God, Bless America
Updated: Aug 30, 2020
A recent comment by Trump, in response to his absence from the burial of John Lewis, was along the lines of, “Well, he didn’t come to my inauguration”. Does this indicate his wee brain has been masticating on the reality behind his “biggest crowd at an inauguration” delusion all this time? It does seem odd that he could cognitively deceive himself into believing the crowd sparsity on that fateful day was anything other than pitiful, given he would’ve been familiar with the exultant throng attendant for Obama. However, it’s not so difficult to understand it as the articulation of a fragile, wounded ego that cocoons itself inside a fantasy, to shield itself from the hurtful rejection and broad-scale social snub that event entailed.

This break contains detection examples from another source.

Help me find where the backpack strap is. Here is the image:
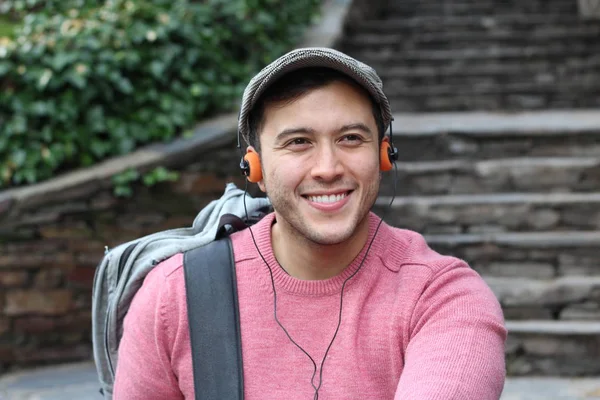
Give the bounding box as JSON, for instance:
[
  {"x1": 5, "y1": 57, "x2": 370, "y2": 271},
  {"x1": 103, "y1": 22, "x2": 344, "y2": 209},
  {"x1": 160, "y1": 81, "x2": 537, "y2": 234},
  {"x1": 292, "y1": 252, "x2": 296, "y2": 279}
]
[{"x1": 183, "y1": 237, "x2": 244, "y2": 400}]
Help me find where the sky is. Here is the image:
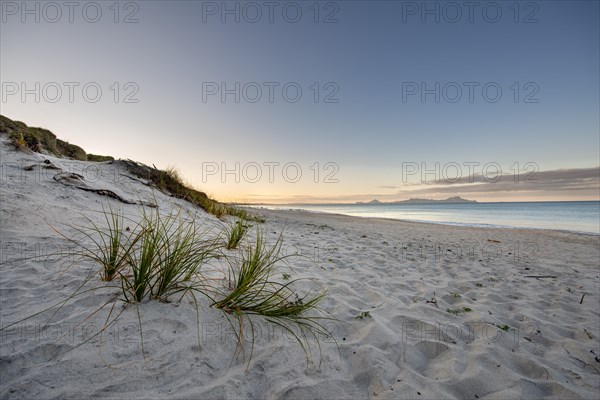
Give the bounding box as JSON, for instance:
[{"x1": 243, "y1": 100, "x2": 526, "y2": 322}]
[{"x1": 0, "y1": 0, "x2": 600, "y2": 203}]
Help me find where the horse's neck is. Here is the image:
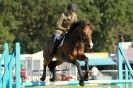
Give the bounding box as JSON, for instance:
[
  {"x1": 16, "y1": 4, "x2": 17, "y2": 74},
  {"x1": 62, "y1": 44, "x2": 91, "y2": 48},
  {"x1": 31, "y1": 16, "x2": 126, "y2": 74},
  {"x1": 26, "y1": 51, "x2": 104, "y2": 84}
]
[{"x1": 66, "y1": 31, "x2": 81, "y2": 43}]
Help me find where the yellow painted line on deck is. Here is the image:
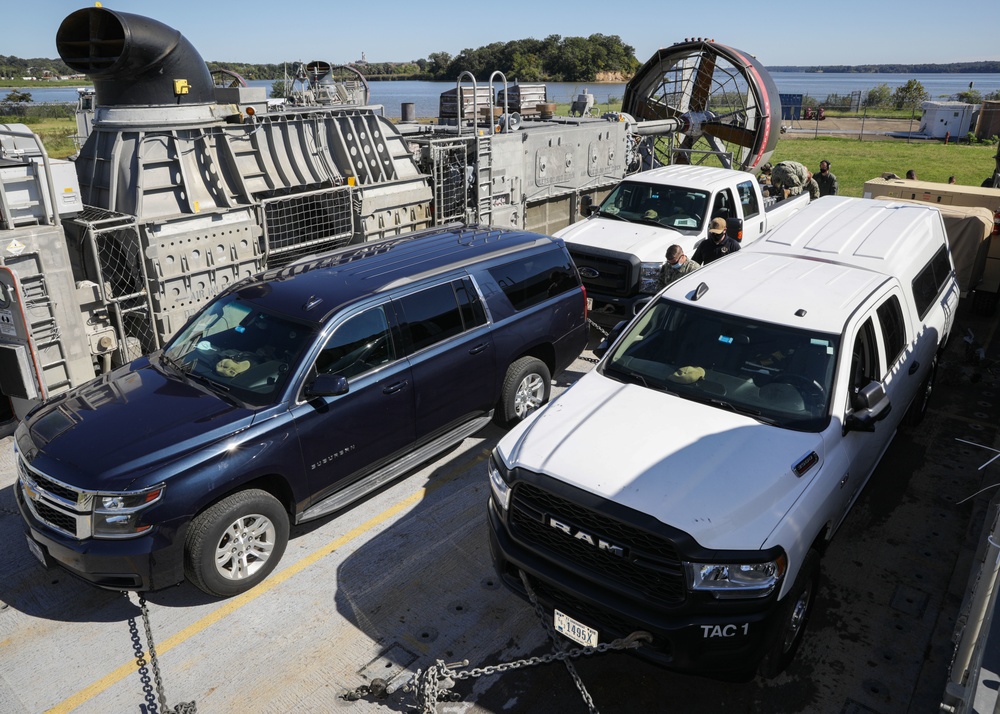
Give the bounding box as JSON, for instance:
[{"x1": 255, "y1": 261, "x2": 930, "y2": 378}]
[{"x1": 47, "y1": 449, "x2": 490, "y2": 714}]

What flaw of morality allows a person so clearly unfit for leadership to be trusted with the ultimate position of power? The role of US president has been in steady decline over the past half century. Nixon was caught out in his lies, and walked away from the job in order to prevent being disgraced. Reagan was doddery, but able to lean on his acting skills to cover for his lack of acuity. Clinton was a rogue who was charming enough to be able to lie his way out of any misdeed. Then there’s G-Dubbleya, a school dropout, alcoholic, and coke fiend, all carefully stitched behind the face of a halfwit. Some would even go as far as to summarise Obama as the ultimate hypocrite, the great hope for America, a statesman, a diplomat, a thinker, but who also rained down a greater quantity of ordinance upon foreign countries than any other president in history. And now…a man whose distorted ego reveals so many pathological inequities that it has mesmerised the populace into considering his behaviour is in some form deliberate, or considered.

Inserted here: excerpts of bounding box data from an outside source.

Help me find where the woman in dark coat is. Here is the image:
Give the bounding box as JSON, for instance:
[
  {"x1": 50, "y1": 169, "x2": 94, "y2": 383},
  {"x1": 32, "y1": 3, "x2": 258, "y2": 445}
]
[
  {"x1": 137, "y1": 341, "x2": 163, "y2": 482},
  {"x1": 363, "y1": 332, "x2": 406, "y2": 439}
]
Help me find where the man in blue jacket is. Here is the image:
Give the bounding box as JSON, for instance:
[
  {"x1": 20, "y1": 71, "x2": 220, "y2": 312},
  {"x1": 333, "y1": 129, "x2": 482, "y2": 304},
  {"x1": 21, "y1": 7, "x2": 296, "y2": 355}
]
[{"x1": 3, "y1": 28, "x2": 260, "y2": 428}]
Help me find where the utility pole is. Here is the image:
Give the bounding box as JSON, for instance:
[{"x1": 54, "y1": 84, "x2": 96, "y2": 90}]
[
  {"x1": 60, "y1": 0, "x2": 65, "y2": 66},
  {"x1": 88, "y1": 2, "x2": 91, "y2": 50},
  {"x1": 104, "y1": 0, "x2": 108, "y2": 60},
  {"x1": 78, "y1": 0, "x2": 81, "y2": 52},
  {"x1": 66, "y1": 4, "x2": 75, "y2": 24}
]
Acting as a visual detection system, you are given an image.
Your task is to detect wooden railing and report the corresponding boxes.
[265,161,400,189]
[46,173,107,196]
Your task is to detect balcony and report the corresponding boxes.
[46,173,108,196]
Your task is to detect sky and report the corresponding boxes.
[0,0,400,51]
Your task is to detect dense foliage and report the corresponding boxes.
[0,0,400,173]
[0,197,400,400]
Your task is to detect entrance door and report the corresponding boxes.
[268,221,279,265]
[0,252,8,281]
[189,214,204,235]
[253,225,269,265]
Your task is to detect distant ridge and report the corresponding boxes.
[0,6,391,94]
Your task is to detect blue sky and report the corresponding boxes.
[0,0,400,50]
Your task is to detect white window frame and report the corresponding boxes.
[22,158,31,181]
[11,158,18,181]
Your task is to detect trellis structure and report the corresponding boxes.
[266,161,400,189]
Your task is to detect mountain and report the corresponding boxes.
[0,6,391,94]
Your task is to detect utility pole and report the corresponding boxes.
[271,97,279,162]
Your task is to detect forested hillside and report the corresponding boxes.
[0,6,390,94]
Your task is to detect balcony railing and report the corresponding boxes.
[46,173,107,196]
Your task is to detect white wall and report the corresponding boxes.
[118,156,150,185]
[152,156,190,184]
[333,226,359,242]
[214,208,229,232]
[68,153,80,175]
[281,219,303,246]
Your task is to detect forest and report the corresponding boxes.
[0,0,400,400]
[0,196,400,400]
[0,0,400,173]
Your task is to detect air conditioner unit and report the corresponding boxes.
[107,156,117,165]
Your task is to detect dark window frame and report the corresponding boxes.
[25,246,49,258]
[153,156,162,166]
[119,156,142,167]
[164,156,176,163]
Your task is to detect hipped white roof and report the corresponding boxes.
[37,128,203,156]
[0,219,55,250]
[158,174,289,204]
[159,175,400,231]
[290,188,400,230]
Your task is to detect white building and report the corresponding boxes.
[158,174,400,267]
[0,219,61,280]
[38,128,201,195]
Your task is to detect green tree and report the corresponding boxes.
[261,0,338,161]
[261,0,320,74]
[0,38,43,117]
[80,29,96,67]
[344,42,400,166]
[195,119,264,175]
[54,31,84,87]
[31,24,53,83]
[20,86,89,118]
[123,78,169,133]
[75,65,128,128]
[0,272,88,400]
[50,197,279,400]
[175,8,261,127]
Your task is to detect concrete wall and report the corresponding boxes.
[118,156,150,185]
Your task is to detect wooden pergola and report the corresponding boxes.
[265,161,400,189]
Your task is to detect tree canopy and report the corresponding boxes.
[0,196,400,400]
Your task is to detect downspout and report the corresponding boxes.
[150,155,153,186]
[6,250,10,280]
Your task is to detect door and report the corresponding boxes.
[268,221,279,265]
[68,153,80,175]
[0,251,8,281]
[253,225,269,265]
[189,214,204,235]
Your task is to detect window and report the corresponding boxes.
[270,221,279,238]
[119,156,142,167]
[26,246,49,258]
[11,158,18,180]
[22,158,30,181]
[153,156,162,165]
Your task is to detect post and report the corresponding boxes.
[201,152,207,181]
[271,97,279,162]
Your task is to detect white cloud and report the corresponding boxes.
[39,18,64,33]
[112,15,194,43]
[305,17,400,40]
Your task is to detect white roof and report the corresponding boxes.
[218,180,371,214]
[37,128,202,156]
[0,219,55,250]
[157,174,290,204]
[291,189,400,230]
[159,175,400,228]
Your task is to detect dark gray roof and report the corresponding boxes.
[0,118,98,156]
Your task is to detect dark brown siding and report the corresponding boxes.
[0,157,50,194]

Corruption, falsehood, deliberate and desperate deception, drug addled, hypocrisy, and sociopathy are now the CV credits required to fill the position of US president. Gone is any expectation of statesmanship, integrity, or leadership, let alone courage of conviction. At some stage, surely this circumstance is visible on various levels to the citizenry? Surely, with a small amount of thought, the situation must reveal itself as insufficient to the person on the street, and that person can see the government has become corrupt, complicit, and tyrannical? In parallel with elite wealth, the state of ‘The States’ has deteriorated to a selfish, self-obsessed cabal of cronies, hell bent on their own agendas and incapable of self-reflection. Will the population wake up to this function, or will it continue on its current trajectory of simmering self-destruction via increasing civil unrest?

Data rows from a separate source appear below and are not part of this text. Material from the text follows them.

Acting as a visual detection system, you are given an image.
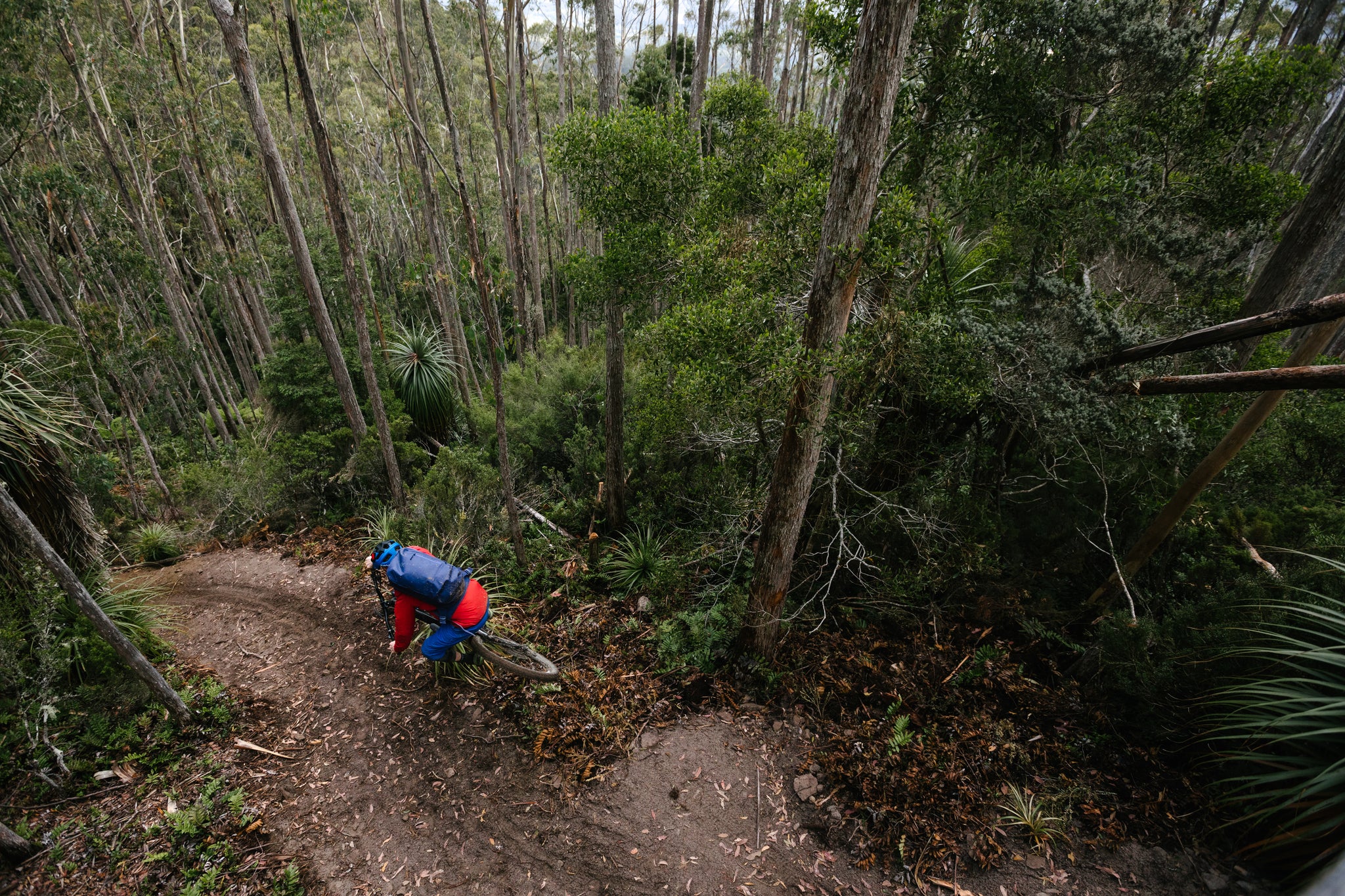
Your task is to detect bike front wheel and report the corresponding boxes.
[471,631,561,681]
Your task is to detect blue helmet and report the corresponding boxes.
[368,542,402,567]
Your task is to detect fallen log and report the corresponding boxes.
[1122,364,1345,395]
[1088,321,1342,603]
[0,482,191,724]
[1078,293,1345,373]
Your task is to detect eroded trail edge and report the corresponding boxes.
[153,551,1248,896]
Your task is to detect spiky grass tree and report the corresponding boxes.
[0,341,101,571]
[387,324,456,439]
[1210,557,1345,869]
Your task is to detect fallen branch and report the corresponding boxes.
[1122,364,1345,395]
[1237,534,1279,579]
[514,497,574,539]
[234,739,299,761]
[1080,293,1345,373]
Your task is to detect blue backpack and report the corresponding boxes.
[385,548,472,620]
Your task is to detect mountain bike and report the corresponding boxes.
[370,570,561,681]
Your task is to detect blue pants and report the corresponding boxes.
[421,607,491,662]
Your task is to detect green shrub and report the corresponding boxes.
[607,526,670,591]
[413,444,504,551]
[387,324,457,439]
[656,588,747,672]
[131,523,181,563]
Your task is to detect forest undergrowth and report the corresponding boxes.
[0,0,1345,885]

In order for a US president to be so unfit for purpose, it surely only follows that the condition of the ‘state’ has deteriorated so significantly that all levels are prepared to accept an exemplar of its rot to the highest seat. This then falls upon the citizenry to take stock of their state, and with some urgency one would think. The breakdown of authority is creeping out of the universities, where students are using ideology to shout down administrators and blockade speakers who are deemed “unsafe”. Now, that struggle against authority has hit the streets in the new wave of protests, most of which hold the same moral outrage as a premise for action, whilst being little more that thinly veiled mob rule delinquency. The participants in the protests are banging the drum of oppression, which is a legitimate gripe, however they are confusing issues of ideology with the underlying structural inequities of the system itself. If the breakdown of authority on university campuses is any sort of gauge, America is in for a rough ride. In May 2017, the campus of Evergreen State College devolved into the same mob mentality, trope-based chaos, which is now spreading across the world with the BLM movement. The students, buoyed on by liberal ideologies, overran a weak leadership structure, and whipped themselves into a frenzy, all under the pretence of racially discriminant oppression. The principal of the college was not able to summon the courage to stand up against the fury of the mob, instead becoming compliant to group-think-based insults and demeaning instruction. “Silence is white violence” was perhaps the most startling catch-cry of the mob. This expression sums up the shutdown of civil civic debate that is characterising most of the current unrest. It also epitomises the indefensible nature of social justice rhetoric, which leaves no leeway for common decency within societal structure, and even less for common sense.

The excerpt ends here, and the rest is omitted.